Potem przeważali gospodarze, stwarzali niebezpieczne sytuacje, atakowali, ale w ich akcjach brakowało dokładności bądź skutecznego wykończenia. Przyjezdni natomiast ze skutecznością problemów nie mieli, dodatkowo zadanie ułatwiały im fatalne błędy obrońców gospodarzy (przede wszystkim fatalnie spisywał się Marcin Drzymont). Dzięki serii pomyłek sosnowiczan w ciągu kilkudziesięciu sekund polkowiczanie zadali dwa kolejne ciosy - najpierw do siatki trafił Pytlarz, a chwilę potem na 0:3 podwyższył Tomasz Moskal.

- Zwłaszcza ten trzeci stracony gol to z naszej strony prawdziwa farsa - denerwował się później Marcin Lachowski, a trener Krzysztof Tochel miał prawo być wściekły, bo jego zawodnicy nie realizowali przygotowanych założeń taktycznych.

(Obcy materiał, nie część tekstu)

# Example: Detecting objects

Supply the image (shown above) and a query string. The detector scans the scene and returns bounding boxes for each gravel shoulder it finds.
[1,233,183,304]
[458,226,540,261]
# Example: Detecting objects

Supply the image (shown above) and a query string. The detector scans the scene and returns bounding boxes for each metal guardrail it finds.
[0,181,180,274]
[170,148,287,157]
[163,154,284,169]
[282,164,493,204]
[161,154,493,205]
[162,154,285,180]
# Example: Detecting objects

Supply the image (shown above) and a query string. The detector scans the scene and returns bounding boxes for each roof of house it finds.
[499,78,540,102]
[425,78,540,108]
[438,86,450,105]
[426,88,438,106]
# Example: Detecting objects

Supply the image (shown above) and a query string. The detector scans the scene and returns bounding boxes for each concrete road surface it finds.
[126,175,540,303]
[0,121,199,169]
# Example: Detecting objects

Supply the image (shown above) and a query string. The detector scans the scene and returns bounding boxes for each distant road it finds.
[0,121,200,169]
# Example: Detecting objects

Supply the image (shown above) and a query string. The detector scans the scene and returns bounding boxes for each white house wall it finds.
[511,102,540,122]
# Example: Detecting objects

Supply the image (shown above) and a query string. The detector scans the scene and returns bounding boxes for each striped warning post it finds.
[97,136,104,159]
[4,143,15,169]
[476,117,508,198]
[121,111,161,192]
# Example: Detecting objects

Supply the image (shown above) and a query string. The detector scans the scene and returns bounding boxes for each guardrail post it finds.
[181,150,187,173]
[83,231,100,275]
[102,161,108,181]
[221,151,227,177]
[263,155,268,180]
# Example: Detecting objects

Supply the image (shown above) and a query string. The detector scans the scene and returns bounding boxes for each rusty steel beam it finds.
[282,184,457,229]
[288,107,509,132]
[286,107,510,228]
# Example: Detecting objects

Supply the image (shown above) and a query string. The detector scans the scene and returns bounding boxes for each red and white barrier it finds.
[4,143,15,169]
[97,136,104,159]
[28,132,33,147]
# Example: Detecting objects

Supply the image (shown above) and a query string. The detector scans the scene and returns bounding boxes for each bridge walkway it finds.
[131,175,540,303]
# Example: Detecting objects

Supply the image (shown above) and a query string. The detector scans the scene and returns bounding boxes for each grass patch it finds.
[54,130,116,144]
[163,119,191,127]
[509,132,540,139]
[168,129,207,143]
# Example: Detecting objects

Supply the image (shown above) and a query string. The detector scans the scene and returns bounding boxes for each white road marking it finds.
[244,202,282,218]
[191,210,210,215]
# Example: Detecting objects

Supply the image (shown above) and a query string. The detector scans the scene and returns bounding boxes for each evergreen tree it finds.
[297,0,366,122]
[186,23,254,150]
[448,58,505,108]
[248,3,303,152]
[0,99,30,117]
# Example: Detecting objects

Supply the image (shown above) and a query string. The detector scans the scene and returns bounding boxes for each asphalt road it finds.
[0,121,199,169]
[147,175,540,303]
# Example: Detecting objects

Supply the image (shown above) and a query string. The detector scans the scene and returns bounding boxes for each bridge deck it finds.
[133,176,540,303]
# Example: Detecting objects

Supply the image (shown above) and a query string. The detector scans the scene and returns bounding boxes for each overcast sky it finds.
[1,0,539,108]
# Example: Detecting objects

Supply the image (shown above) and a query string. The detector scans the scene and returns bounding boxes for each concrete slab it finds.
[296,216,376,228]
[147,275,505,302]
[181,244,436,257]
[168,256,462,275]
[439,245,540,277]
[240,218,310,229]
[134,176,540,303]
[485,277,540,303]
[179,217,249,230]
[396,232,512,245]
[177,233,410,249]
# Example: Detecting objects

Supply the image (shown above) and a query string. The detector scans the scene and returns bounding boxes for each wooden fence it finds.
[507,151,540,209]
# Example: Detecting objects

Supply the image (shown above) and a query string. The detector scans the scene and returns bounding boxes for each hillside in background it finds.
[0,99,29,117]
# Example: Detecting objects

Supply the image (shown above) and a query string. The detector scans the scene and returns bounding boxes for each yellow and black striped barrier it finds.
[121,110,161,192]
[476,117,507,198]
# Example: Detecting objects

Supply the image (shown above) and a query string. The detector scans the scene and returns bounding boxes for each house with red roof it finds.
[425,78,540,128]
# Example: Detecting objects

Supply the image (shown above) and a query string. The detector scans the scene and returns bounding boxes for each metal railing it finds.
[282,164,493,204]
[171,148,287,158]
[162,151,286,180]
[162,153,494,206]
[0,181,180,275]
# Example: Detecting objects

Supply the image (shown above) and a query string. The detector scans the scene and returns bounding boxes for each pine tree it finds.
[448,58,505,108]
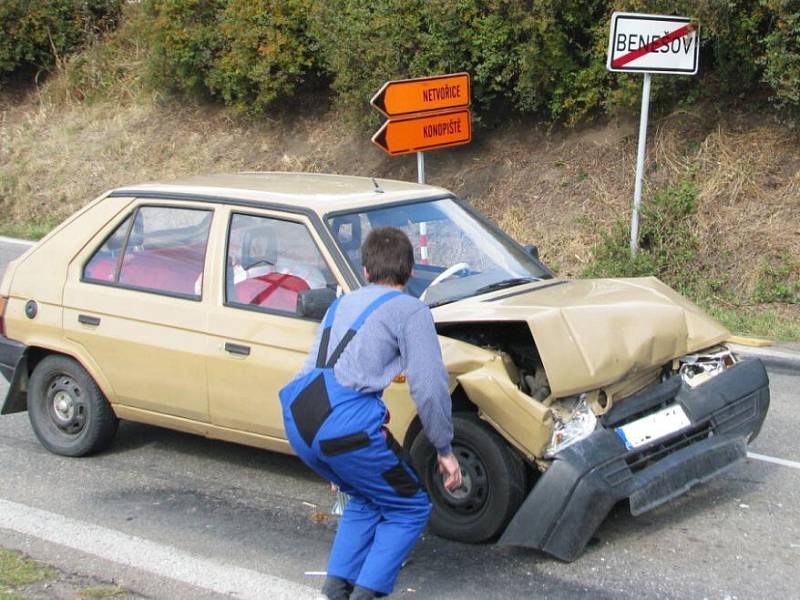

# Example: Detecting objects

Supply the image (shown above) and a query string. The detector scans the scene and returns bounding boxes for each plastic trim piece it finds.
[0,337,27,415]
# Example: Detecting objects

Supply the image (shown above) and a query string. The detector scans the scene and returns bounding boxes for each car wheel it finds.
[410,413,526,543]
[27,355,118,457]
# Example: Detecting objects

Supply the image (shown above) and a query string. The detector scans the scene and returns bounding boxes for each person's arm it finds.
[399,306,454,456]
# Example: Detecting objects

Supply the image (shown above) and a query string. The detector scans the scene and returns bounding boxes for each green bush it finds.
[752,254,800,304]
[309,0,481,124]
[0,0,122,80]
[307,0,798,125]
[145,0,319,112]
[32,0,800,125]
[309,0,609,125]
[143,0,224,98]
[583,180,700,295]
[762,2,800,119]
[515,2,610,125]
[208,0,318,113]
[39,2,149,105]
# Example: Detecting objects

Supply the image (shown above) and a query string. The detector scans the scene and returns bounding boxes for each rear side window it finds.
[84,214,134,283]
[83,206,213,299]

- Zakazałem gry na spalone, a niektórzy piłkarze nic sobie z tego zakazu nie robili. Nie będzie tak, że piłkarze rządzą w zespole - powiedział szkoleniowiec Zagłębia i w przerwie wymienił dwóch zawodników. To były trafne posunięcia, bo po przerwie kibice oglądali całkiem inne Zagłębie - sosnowiczanie zaatakowali z furią i pasją, przyjezdni kompletnie się pogubili. Tym razem to miejscowi strzelili dwa gole w ciągu minuty - najpierw Daniel Treściński głową, a sekundy później Lachowski po podaniu Arkadiusza Kłody. Chwilę potem cały stadion poderwał się w ekstazie, bo kibicom wydawało się, że po strzale Bartłomieja Chwalibogowskiego piłka zatrzepotała w siatce, na szczęście dla Górnika uderzenie trafiło w boczną siatkę.

- W pierwszej połowie to my zadaliśmy nokautujący cios, ale po przerwie Zagłębie znokautowało nas - mówił potem trener Górnika Wiesław Wojno.

Sosnowiczanie jeszcze atakowali, gola jednak nie zdobyli. Potem przyjezdni otrząsnęli się z przewagi i mecz się wyrównał. Dramatyczny pojedynek skończył się minimalną porażką gospodarzy, którzy jednak mogli boisko opuszczać z podniesionymi głowami. - W drugiej połowie moi zawodnicy pokazali, że w piłkę grać potrafią. Tą drogą musimy podążać - przekonywał trener Tochel.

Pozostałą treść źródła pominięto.